The Haddonfield School District presented a district-wide school climate report based on the New Jersey School Climate Improvement Program (NJSCI) survey run May 23–June 5, which the presenter said generated 2,325 responses from students (grades 3–12), staff and parents.
The presenter summarized how the platform and scoring work: the survey uses a four-point Likert scale (closer to 4 indicates stronger performance) and allows respondents to skip questions; parents had the option to opt their children out. The district’s overall mean across domains was 3.12 out of 4; the presentation classified domain scores of 3.25 and above as strengths, 2.6–3.24 as "areas for growth," and 2.5 or below as "areas of concern." The presenter said primary strengths included a sense of physical safety, supportive staff-student relationships and student belonging (secondary mean 3.17; elementary mean 3.42).

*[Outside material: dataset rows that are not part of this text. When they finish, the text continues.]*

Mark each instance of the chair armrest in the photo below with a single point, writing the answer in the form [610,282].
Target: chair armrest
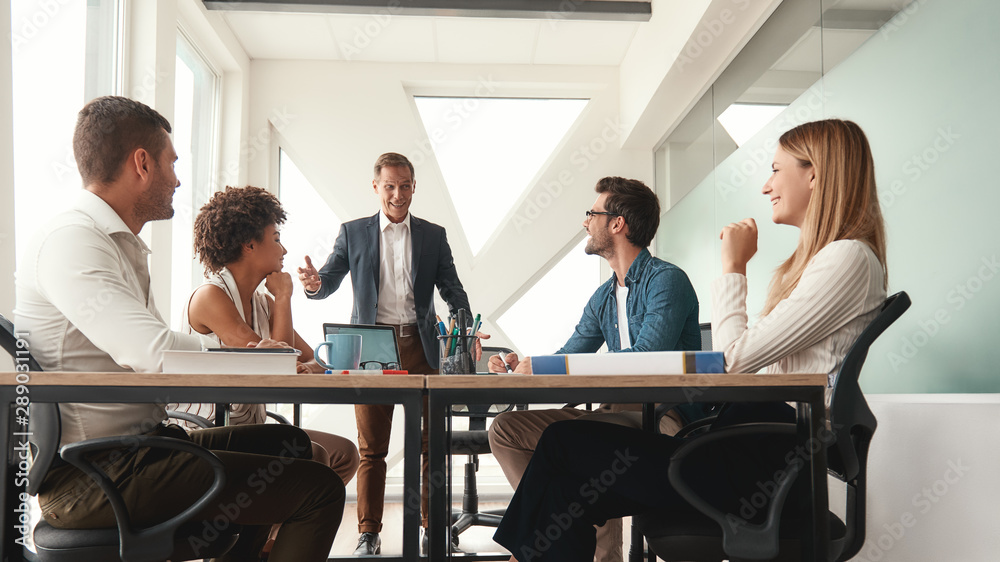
[192,418]
[278,418]
[156,542]
[740,539]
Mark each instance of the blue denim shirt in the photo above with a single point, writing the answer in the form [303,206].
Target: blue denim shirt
[662,310]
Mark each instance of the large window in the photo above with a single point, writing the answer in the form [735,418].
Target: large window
[470,136]
[310,230]
[64,54]
[544,318]
[196,94]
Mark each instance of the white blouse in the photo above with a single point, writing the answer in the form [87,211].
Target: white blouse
[810,331]
[239,414]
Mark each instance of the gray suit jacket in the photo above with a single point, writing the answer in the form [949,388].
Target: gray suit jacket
[356,251]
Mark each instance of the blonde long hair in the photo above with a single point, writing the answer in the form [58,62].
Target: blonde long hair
[844,201]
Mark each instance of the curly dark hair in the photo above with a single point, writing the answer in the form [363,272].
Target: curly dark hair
[230,219]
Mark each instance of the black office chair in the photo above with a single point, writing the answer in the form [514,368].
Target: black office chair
[176,539]
[706,533]
[473,443]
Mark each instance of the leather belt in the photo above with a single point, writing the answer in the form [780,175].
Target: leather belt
[405,330]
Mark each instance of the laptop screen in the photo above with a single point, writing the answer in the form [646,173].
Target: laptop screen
[378,343]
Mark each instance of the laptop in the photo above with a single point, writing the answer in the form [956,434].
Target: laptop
[378,343]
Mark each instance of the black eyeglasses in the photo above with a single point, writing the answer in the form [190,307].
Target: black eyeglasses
[590,214]
[379,366]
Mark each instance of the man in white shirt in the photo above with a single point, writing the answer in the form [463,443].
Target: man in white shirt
[83,299]
[395,260]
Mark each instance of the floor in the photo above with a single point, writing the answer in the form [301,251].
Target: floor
[475,539]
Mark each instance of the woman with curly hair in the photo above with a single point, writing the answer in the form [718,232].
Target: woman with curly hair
[237,240]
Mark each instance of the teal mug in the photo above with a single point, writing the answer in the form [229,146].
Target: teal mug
[344,352]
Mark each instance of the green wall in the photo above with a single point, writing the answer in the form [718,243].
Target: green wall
[924,88]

The district identified negative student interpersonal behaviors (bullying, name-calling, exclusion) as the sole domain consistently flagged as an area of concern across parents, students and staff. The presenter noted age-related trends: some concerns were more pronounced in older grade bands, and there were perception gaps between staff and students (for example, staff rated student voice higher than students did). The presenter said staff-rated student-interpersonal behaviors lower than students in some bands, which was interpreted as staff seeing more issues or having different thresholds for concern.
Methodology details provided in the presentation included participation breakdowns (high participation among elementary grades where students are a captive audience, 60% staff response, and 17.5% parent response), and a note that Rutgers provides no normative statewide comparison data in the current NJSCI reports; the presenter said they had requested comparative benchmarks to contextualize results.
The district plans to publish school-level slide decks and to distribute a stakeholder feedback form inviting community input on priority goals. School-based climate teams (4–5 members) will use the quantitative and forthcoming qualitative feedback to develop building-level goals. The presenter framed next steps as collaborative: school principals will share disaggregated data with families, and the district will collect feedback to shape specific interventions focused on student interpersonal behavior, student voice and academic engagement.